US Supreme Court, Washington, DC, USA

Sometimes the solution to theoretical problems become apparent not through careful research or close reading of important texts, but in the course of thinking about everyday life, in the course of leading a reflective life.  You have an everyday encounter. You give it thought, and a major intellectual problem is solved.

I had such an experience and revelation at a lunch in Berlin in November of 1994.  I remember the discussion.  I remember the setting, an Italian restaurant in the leafy outskirts of the city.  But I have only a vague recollection of my lunch partner, a female German scholar.

I was in Berlin in 1994 on a leg of a United States Information Agency sponsored lecture tour in Europe.  The main event was in Poland, where I helped inaugurate a short lived American Cultural Center there.  Following my stop in Warsaw, I flew to Berlin to speak in the well established American Cultural Center there about my book The Cynical Society, but also gave a talk at the Free University about my other relatively recent books, Beyond Glasnost and After the Fall.  The first Berlin talk was about my work on American political culture, the second on my work in Central and Eastern Europe.  After the second talk, I had a lunch with my hostess.  We engaged in the normal small talk.  No doubt, we discussed the presentation I gave and the reaction of the audience.  The details escape me except for one exchange.  It went something like this:

Jeff – “I think that it is not at all clear that Hitler’s crimes were qualitatively different than those of Stalin.”

Hostess –  “No!  Hitler was unique.  The intentional project of modern industrial genocide was unprecedented, uniquely evil, something that must not be forgotten.”

We went on and discussed this, I, as an expert on the Soviet bloc and its democratic opposition, she as a German scholar.   The conversation was warm, not at all heated, though the subject matter was tough.  I emphasized the immensity of Stalin’s crimes, of the gulag, of the mass starvation in Ukraine, the brutal treatment of those who dissent and of inconvenient national minorities.  She countered with recollections of the Holocaust.

At some point, I don’t remember when, I realized a paradox.  The meaning of this exchange would be precisely reverse, if I argued the position she presented, and she argued the position that I presented.  The embodiment of the argument determined the meaning of the exchange.

If I, as an American Jewish scholar, argued the uniqueness of the Holocaust, and she, as a German scholar, argued that Nazism was no worse than Soviet Communism, we would have been emphasizing the differences between us, revealing suspiciousness of the other, moving in the direction of nationalism.  As it was, we recognized each other as open people, as colleagues.  The meeting that we had was one of mutual respect and understanding.  The meeting of the imagined encounter would have been antagonistic.  Discussion could continue in the actual encounter, it would end in the hypothetical one.  Learning would accrue in the real one, probably wouldn’t in the imagined one.

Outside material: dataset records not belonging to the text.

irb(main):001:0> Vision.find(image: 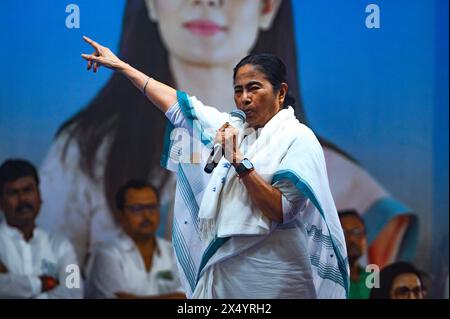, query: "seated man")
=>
[0,160,83,299]
[339,210,371,299]
[86,181,185,299]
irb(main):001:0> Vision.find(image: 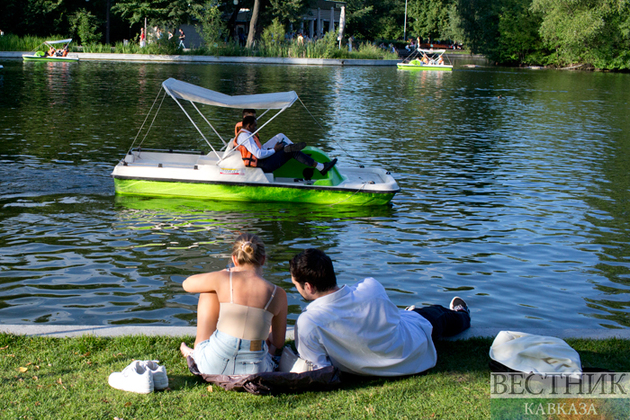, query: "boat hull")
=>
[22,55,79,62]
[112,147,400,206]
[397,63,453,71]
[114,178,395,206]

As the author of The Cynical Society, I am quite critical of reductive reasoning, reasoning that reduces the meaning of an utterance to the qualities of the speaker, particularly related to positions and motives of wealth and power.   I emphasize that text should not be reduced to context.  On the other hand, as a sociologist, I know that context matters.  At the Berlin lunch, I think I saw how the criticism of sociological reduction and the insight of sociological knowledge can both stand.  Text and context are related in important ways, but context doesn’t determine text.  It culturally informs it.

This has many practical applications.  The cultural context of American racism, thus, informs how blacks and whites can speak to each other effectively.  This is why being race blind is funny when Stephen Colbert asserts it. It is why when whites complain that there is a need to struggle for equal rights for whites; they actually intend the opposite of what their words on the surface apparently say.  Indeed it is why when the Supreme Court rules that the law must be color blind, it is on very dubious grounds.